この質問は、子どもの歯並びを心配する保護者の方からも、大人の患者さんからも非常によく聞かれます。
しかし実際には、矯正治療に“一律の正解年齢”はありません。
大切なのは、年齢ごとに「できること」と「適した治療目的」が異なることを理解し、その人に合ったタイミングで治療を始めることです。
目次
子どもの矯正治療|まずは「相談のタイミング」が重要
5〜7歳頃|矯正相談を始めるベストな時期
この時期は、乳歯と永久歯が混ざっている「混合歯列期」と呼ばれます。
あごの骨がまだ柔らかく、成長のコントロールがしやすいのが特徴です。
この段階でわかる問題には、
- 出っ歯(上顎前突)
- 受け口(反対咬合)
- 歯が並ぶスペース不足
- あごの成長バランスの乱れ
- 口呼吸や舌のクセ
などがあります。
これらは、**成長を利用した矯正(第一期治療)**によって改善できる場合があります。
将来の本格矯正を避けられたり、治療期間や負担を軽くできる可能性があるのがメリットです。

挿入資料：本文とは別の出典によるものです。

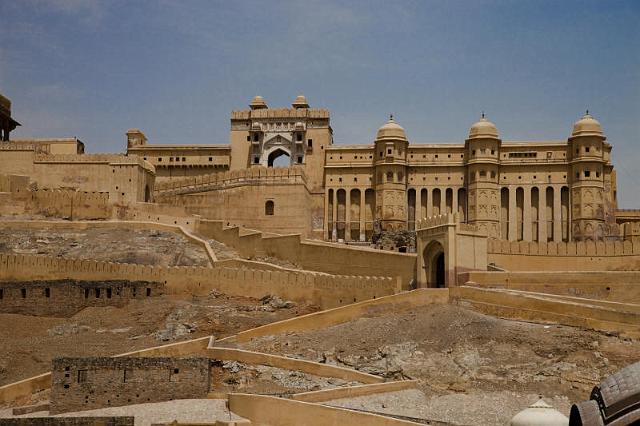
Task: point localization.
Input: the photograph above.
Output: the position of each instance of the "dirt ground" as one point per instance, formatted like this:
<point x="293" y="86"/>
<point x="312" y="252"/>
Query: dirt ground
<point x="466" y="358"/>
<point x="146" y="247"/>
<point x="29" y="343"/>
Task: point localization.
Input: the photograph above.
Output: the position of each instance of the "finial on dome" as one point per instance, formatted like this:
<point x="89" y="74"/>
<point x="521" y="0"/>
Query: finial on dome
<point x="300" y="102"/>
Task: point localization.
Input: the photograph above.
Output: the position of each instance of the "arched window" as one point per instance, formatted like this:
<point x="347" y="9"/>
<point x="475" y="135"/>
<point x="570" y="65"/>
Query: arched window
<point x="269" y="208"/>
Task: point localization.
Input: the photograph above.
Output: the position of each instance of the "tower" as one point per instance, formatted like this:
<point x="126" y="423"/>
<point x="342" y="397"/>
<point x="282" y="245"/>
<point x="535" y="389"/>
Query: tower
<point x="588" y="152"/>
<point x="483" y="160"/>
<point x="391" y="176"/>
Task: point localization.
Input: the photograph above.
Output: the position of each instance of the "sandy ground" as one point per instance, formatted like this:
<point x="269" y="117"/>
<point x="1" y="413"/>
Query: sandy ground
<point x="464" y="361"/>
<point x="146" y="247"/>
<point x="29" y="342"/>
<point x="182" y="410"/>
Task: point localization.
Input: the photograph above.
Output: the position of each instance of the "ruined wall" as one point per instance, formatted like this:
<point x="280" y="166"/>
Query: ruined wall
<point x="313" y="255"/>
<point x="69" y="204"/>
<point x="68" y="421"/>
<point x="66" y="297"/>
<point x="242" y="198"/>
<point x="569" y="256"/>
<point x="616" y="286"/>
<point x="90" y="383"/>
<point x="324" y="290"/>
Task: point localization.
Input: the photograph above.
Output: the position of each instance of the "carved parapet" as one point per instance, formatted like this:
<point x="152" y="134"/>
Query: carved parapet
<point x="439" y="220"/>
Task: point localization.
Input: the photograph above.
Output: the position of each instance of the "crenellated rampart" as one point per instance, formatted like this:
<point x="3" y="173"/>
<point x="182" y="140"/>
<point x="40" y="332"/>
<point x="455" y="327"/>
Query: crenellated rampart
<point x="324" y="290"/>
<point x="221" y="180"/>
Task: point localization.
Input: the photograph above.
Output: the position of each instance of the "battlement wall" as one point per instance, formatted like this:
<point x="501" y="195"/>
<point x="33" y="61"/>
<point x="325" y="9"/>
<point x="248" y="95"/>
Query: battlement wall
<point x="324" y="290"/>
<point x="565" y="256"/>
<point x="254" y="175"/>
<point x="313" y="255"/>
<point x="80" y="384"/>
<point x="615" y="286"/>
<point x="280" y="113"/>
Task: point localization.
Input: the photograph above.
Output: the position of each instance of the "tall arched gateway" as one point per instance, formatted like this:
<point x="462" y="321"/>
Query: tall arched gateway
<point x="434" y="264"/>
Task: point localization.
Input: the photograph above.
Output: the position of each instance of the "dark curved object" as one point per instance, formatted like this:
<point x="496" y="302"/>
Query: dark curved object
<point x="615" y="401"/>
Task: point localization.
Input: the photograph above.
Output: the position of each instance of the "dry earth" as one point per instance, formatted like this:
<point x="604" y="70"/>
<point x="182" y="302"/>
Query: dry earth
<point x="29" y="342"/>
<point x="147" y="247"/>
<point x="464" y="360"/>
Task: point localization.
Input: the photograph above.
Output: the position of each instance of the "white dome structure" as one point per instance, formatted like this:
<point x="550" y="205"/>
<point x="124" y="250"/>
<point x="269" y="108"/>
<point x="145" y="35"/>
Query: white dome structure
<point x="539" y="414"/>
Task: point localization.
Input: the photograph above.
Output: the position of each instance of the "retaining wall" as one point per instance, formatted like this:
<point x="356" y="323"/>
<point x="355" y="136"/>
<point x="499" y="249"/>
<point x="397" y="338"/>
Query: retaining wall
<point x="565" y="256"/>
<point x="326" y="291"/>
<point x="313" y="255"/>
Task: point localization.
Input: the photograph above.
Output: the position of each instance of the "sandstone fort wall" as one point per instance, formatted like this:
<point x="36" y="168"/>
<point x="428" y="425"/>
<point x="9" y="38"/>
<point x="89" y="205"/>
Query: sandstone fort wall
<point x="312" y="255"/>
<point x="67" y="297"/>
<point x="89" y="383"/>
<point x="324" y="290"/>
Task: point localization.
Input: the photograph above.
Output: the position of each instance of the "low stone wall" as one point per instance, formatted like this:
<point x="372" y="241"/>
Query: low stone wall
<point x="324" y="290"/>
<point x="268" y="410"/>
<point x="68" y="421"/>
<point x="309" y="367"/>
<point x="80" y="384"/>
<point x="320" y="256"/>
<point x="569" y="256"/>
<point x="617" y="286"/>
<point x="67" y="297"/>
<point x="354" y="391"/>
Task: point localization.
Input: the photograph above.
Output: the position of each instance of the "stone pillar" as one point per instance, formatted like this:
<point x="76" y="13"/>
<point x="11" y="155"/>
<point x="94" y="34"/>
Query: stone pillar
<point x="454" y="201"/>
<point x="347" y="215"/>
<point x="418" y="210"/>
<point x="557" y="214"/>
<point x="542" y="214"/>
<point x="334" y="231"/>
<point x="526" y="215"/>
<point x="513" y="223"/>
<point x="362" y="214"/>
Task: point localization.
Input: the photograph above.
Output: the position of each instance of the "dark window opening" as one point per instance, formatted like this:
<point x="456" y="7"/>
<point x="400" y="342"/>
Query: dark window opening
<point x="269" y="208"/>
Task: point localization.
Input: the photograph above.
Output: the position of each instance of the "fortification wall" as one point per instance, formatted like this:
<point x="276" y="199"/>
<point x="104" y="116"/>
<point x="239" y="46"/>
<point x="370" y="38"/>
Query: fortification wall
<point x="324" y="290"/>
<point x="565" y="256"/>
<point x="269" y="410"/>
<point x="67" y="297"/>
<point x="613" y="286"/>
<point x="80" y="384"/>
<point x="312" y="255"/>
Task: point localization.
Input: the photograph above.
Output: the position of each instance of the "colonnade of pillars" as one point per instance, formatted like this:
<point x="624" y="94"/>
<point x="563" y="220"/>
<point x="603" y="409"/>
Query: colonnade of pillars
<point x="427" y="202"/>
<point x="534" y="213"/>
<point x="350" y="214"/>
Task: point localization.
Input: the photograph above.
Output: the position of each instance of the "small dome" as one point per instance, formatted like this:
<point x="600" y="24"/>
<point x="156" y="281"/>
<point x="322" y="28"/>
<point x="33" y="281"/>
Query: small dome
<point x="539" y="414"/>
<point x="391" y="130"/>
<point x="483" y="128"/>
<point x="258" y="103"/>
<point x="300" y="102"/>
<point x="587" y="126"/>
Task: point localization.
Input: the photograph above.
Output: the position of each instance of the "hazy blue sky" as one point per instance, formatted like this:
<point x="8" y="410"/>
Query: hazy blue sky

ただし、この時期に来院したすべてのお子さんが、すぐに矯正を始めるわけではありません。
多くの場合は、
👉 「経過観察でよいか」
👉 「将来矯正が必要か」
👉 「始めるならいつが適切か」
を判断するための矯正相談が目的になります。
10〜12歳頃|本格的な矯正治療を始めやすい時期
永久歯が生えそろい始めるこの時期は、本格的な歯並び矯正(第二期治療)を行いやすいタイミングです。
- ワイヤー矯正
- マウスピース矯正
などの装置を使い、歯を正しい位置へ動かしていきます。
見た目の歯並びだけでなく、
- 噛み合わせ
- 発音
- 将来の虫歯・歯周病リスク
まで考えた治療ができるのが特徴です。
大人の矯正治療|「遅い」はありません
矯正治療は、歯と歯ぐきが健康であれば何歳からでも可能です。
実際に、20代・30代だけでなく、40代・50代以降で矯正を始める方も年々増えています。
大人の矯正では、
- 見た目の改善
- 噛み合わせの改善
- 歯磨きのしやすさ向上
- 歯の寿命を延ばす
といった目的で治療を行う方が多くなります。
最近では、透明で目立ちにくいマウスピース矯正もあり、
仕事や日常生活への影響を抑えながら治療を進めることが可能です。
後悔しないために知っておきたいポイント
「早く始めれば必ず良い」とは限らない
子どもは5〜7歳で一度相談するのがおすすめ
本格矯正は歯の生え変わりに合わせて判断
大人は「やりたいと思った時」がベストタイミング
年齢よりも、口の中の状態が重要
矯正のベストタイミングは人それぞれ
矯正治療は、「何歳から始めるか」ではなく、
その人の歯並び・成長・生活に合ったタイミングで始めることが大切です。
子どもの場合も、大人の場合も、
少しでも歯並びが気になったら、まずは相談してみましょう。